As the RAF’s “Red Arrows” aerobatics team conducted a fly-past over the Olympic stadium to leave a tri-colored streak of smoke, the audience could sense that the opening ceremony was about to be the best of what the British could be expected to organize. And indeed, Danny Boyle, the man behind the entire event successfully spelled an enchantment composed of whatever the term ‘unconventional’ can define.
A blend of all global spotlights native to Britain was presented involving theatre, drama and dance. To start with, all possible focus was given to the Royal family with the queen giving an enthralling entrance on the venue; parachuting off a helicopter under the escort of none other than James Bond. Rich tributes were paid to English literature with childhood literature being the main theme. Live orchestral performances were conducted by mainstream musicians, among which one became a hilarious show with Rowan Atkinson, the man known to the world as Mr. Bean, acting his signature antics and facial expressions while playing a pianist in the orchestra.
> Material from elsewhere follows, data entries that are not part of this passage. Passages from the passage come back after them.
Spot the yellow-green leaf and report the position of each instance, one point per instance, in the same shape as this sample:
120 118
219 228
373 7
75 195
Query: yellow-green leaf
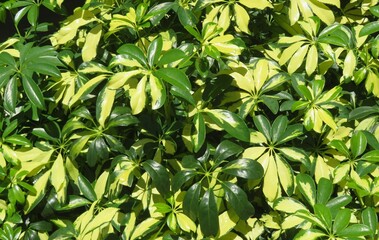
104 105
259 4
297 59
312 60
138 98
89 50
224 18
242 18
349 64
157 92
271 182
58 179
185 223
40 186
They say the world is their stage when it comes to one of the most classical theatrical performances, but here at the ceremony, performers made their stage for the world to see. Platforms of pastures to depict medieval England were established with intricate farming details down to flocks of hen and sheep. The transition to the industrial revolution came next, with hordes of blacksmiths clanging on molten liquid to give form to a first, second, third, fourth and a fifth ring, completing the Olympic insignia raised above the stadium emitting a shower of sparks, absorbing a dim aura of auburn light over the crowds. The awe was completely visible in each and every face raised to view the pyrotechnic display.
As if there had been a lack of star power on the event, David Beckham’s presence on the opening ceremony had remained a controversy over the past months. But you do know the English, when they say its proper British, they do mean proper British in their own sense. Surpassing splendor in class, David led an Olympic torch holder to the venue on a speed boat, driving the vessel himself over the river.
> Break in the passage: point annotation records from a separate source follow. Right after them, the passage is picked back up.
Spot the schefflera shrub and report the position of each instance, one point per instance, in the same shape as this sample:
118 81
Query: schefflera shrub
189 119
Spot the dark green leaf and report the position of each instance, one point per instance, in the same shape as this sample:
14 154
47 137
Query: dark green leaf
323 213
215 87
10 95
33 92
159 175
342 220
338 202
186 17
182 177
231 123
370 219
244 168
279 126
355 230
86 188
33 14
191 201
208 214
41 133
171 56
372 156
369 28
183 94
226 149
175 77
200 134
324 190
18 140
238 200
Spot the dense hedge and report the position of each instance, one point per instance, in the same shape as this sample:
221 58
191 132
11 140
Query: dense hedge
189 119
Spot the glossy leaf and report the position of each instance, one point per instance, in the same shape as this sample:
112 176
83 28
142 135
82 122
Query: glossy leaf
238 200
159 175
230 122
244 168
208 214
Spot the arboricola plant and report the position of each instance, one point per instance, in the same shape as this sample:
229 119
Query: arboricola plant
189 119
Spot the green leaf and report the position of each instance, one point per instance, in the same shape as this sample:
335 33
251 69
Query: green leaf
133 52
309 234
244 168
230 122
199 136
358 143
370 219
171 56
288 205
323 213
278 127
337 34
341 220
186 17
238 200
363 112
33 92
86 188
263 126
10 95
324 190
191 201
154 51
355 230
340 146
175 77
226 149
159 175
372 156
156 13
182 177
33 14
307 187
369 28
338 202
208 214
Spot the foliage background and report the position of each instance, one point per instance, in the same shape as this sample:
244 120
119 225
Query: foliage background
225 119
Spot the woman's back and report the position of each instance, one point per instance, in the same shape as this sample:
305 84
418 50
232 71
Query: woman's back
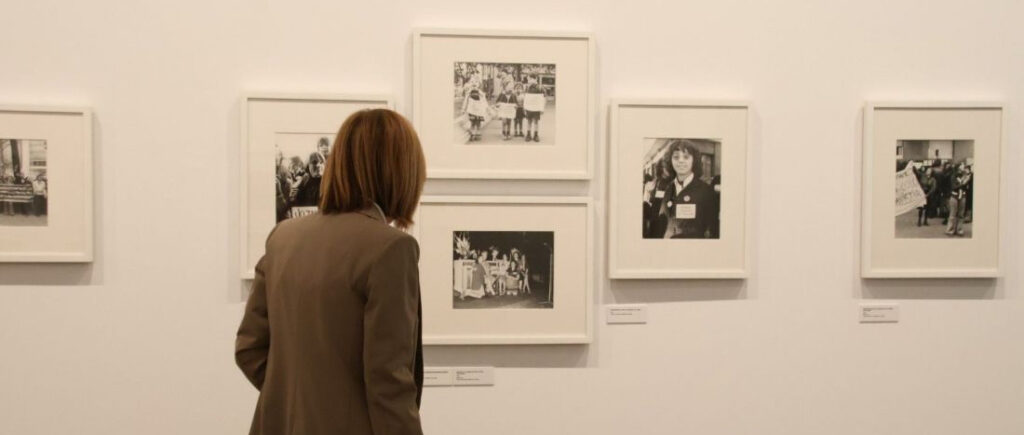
331 314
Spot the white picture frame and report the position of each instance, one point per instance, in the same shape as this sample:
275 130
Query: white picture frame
442 56
449 227
265 119
892 248
52 220
636 249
The torch was handed to a group of young British athletes to set alight copper ‘dandelions’. These caught fire from each other one by one, and were then raised in a uniform pattern like petals of a flower to ignite the traditional Olympic cauldron, thus marking the start of the London 2012 Olympics.
Squads of every participating country led a march-past in front of the crowds, waving national flags with intensive shouts by the fans from the stands. The sky was set ablaze into red and blue shades with spiraling and off-shooting fireworks reigning the night over London’s Olympic Park. The entire streak lasted so long and was so intense that a haze of smoke lingered over the region for quite some time after the fireworks stopped, making everyone on the scene realize in their absence how fantastic the show had been.